A vandal throws a brick through a shop window, breaking a pane of glass. The next morning the townspeople gather to regard the damage. One of the spectators offers this consolation; "It is an ill wind that blows nobody good. At least this way the glazier will have employment fixing the shop window."
This sentiment drives an entire school of thought, which, unfortunately, is embraced by a significant part of our political leaders and representatives, and the professors who teach economics in our academic institutions.
Suppose it cost a hundred dollars to repair the damage; so we say that the vandalism brings a hundred dollars to the glazier's business. The glazier performs the repairs, receives his hundred dollars. And it can be concluded that the economy of the town has just experienced an increase of a hundred dollars.
This train of thought suggests that it is a good thing to break windows, that it causes money to circulate, and that this benefits the economy in general.
This is a fallacy, of course, for if this was true then we would be breaking windows and smashing property all the time in order to increase prosperity. What has really happened is that the shopkeeper now has one hundred dollars less with which to spend on other goods and services - a new pair of shoes for example - or to invest into the future expansion of his business, or to possibly offer as a holiday bonus to an employee. Acts of vandalism are wanton destruction, and have a negative effect on the economy.
It is taught in American schools that World War II got America out of the Depression. This is not true; America was already on its way out of the Depression by 1939, and in fact the Federal Government's interference in the economy actually prolonged the Depression. The argument is made that war is a benefactor, since historically it often has focused the use of resources and triggered advances in technology and other areas while reducing unemployment. The increased production and employment associated with war leads some to claim that "war is good for the economy."
However, this belief is actually an example of the broken window fallacy. The money spent on the 1940s war effort, for example, was money that could not be spent on food, clothing, health care, consumer electronics or other areas. The stimulus felt in one sector of the economy came at a direct – but hidden – cost to other sectors.

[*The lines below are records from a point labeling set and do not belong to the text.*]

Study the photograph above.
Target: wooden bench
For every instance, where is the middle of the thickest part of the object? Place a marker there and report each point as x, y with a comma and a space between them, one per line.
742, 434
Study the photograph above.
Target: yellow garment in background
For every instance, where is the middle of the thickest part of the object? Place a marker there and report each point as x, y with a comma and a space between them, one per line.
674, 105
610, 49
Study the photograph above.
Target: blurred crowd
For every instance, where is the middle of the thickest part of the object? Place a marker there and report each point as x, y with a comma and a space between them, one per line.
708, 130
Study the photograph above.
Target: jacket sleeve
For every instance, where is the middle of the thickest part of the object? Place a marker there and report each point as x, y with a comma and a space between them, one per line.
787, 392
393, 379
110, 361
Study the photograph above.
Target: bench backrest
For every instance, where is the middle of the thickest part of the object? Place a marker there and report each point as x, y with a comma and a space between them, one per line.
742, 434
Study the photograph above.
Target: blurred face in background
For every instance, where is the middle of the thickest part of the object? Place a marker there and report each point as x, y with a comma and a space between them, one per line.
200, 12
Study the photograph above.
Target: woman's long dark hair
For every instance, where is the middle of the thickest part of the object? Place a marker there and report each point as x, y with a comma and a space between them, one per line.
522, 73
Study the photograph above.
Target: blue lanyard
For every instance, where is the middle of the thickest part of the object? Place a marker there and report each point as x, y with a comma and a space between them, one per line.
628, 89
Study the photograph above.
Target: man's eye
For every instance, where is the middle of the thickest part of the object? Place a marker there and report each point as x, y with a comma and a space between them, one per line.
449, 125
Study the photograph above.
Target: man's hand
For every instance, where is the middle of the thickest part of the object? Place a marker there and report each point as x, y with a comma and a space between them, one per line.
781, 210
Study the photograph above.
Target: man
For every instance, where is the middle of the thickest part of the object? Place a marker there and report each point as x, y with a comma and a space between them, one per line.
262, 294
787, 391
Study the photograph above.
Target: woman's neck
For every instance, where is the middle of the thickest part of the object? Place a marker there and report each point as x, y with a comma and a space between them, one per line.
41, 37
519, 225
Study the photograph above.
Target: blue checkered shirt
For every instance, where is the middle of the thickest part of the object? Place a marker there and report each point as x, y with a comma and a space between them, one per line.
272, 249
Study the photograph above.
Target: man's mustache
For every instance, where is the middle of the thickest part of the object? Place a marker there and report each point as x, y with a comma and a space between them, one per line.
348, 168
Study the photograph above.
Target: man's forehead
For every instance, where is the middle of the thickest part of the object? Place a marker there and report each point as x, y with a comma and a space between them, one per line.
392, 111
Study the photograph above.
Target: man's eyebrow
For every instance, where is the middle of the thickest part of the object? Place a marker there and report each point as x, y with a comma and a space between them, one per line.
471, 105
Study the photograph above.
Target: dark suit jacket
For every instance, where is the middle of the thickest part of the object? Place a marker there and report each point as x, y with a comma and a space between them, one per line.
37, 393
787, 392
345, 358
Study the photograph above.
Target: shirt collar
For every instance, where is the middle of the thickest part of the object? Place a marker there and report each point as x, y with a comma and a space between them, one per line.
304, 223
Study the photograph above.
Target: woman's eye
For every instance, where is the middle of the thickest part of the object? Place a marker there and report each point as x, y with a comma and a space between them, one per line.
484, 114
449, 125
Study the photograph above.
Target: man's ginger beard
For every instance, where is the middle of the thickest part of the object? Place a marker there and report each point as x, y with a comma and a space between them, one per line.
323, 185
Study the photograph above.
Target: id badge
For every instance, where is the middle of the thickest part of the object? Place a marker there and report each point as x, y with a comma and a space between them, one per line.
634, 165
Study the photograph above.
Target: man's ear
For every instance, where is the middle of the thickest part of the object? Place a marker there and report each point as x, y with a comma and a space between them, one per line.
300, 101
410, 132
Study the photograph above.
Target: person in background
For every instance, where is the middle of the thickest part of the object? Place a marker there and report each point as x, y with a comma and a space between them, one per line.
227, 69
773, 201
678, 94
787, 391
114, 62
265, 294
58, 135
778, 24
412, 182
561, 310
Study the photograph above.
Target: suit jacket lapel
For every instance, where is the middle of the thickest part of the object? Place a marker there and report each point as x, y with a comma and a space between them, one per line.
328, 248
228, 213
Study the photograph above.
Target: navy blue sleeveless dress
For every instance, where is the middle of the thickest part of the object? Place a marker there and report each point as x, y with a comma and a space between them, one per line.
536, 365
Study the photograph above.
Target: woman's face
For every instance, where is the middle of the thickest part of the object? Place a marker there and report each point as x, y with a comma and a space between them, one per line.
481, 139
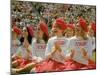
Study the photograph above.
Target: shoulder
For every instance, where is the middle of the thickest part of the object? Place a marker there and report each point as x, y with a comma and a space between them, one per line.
52, 38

One example of the cost of war is the many projects postponed or not started until after the end of World War II in the United States. The pent-up demand for roads, bridges, houses, cars, and even radios led to massive inflation in the late 1940s. The war delayed the commercial introduction of television, among other things, and the resources sent overseas to rebuild the rest of the world after the war were not available to the American people for their direct benefit; neither did the war enrich any of these other nations.
Warfare - like the vandal's brick thrown through the shop window - is wanton destruction, and ultimately has a negative effect on the economy. A few will benefit from the business of war, but the overall effect is a drain on resources. The phrase "War, boom and bust," represents the hollow prosperity of the 1920s following the First World War, and led directly to the Great Depression of the 1930s - which of course gave conditions for the political upheaval which led to Fascism and World War II.
This concludes today's lesson. Pay attention, you will be tested at a future time.